第6話 矢面のひと
――下手に出ても意味がない。
オキはそう決断して胸の中にあるものを思いきりぶつけた。
「ここまでやるのはなぜです。たんまりの献上品でミヤツコの肩書きを横取りしたと図星をつかれ心の臓が痛みますか。
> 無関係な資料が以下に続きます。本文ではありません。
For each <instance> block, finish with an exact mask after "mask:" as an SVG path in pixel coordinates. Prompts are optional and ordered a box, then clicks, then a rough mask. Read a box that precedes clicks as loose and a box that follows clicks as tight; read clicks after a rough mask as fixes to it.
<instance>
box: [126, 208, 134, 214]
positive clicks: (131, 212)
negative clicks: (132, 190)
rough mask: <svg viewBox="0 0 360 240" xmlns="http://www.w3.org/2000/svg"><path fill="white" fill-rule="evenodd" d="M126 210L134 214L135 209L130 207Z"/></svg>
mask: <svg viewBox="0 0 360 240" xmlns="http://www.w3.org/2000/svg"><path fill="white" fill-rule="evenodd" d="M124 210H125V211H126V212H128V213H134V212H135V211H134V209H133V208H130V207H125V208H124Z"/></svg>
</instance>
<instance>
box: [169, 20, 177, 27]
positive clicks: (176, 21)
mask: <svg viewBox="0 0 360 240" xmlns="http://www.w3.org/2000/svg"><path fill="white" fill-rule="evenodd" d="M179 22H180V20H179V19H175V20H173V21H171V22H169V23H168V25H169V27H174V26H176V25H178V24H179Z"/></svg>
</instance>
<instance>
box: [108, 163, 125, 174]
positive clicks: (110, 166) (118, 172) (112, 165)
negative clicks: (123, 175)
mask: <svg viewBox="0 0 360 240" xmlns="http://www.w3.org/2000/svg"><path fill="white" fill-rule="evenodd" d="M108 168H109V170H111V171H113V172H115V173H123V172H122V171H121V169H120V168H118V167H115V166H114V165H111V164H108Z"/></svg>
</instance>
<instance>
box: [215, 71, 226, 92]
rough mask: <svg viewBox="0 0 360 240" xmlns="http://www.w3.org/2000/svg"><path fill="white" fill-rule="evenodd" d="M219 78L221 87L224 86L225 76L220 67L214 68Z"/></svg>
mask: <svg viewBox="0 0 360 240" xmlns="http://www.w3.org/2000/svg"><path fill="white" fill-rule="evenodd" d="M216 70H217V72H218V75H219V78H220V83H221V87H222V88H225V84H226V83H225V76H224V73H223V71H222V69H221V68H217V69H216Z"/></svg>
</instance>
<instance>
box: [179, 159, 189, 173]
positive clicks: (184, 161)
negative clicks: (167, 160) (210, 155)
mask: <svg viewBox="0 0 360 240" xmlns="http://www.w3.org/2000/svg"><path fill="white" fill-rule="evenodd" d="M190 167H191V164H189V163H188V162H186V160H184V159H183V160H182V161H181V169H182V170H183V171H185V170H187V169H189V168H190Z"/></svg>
オミ殿のミヤツコを認めるわけではありませんが、今はミヤツコがどっちにあるかではなく、水口分け、田畑分け、収穫分け、焚木(たきぎ)を取る林分け、それらを平らかにする方が先。わが父がやっていたように皆に平らかに分けよ。オミ殿の好き嫌いで村びとに上下(うえした)をつけるのは、村に争いの種をまき、延いては武蔵の国を2つに割って他国につけいる隙を見せるようなものですぞ」
オミは悔しそうに片頬をゆがめた。
「生意気な口を利く。ナメクジのように消えろ」
そう云うなりオミは弓弦(ゆづる)に矢をつがえた。じりじりと弦が引かれる。オキの腋の下に汗がにじむ。だが、まだオキには余裕があった。
――この距離なら矢を弾くことができる。
そう算段して太刀を中段にかまえた。そのとき甲走った声が挙がって黒い影が矢面に立った。矢面に立ったのはマロイだった。が、矢はすでに放たれ、マロイの肩の端に当たって遠くへ素っ飛んだ。オミの絶叫が奔った。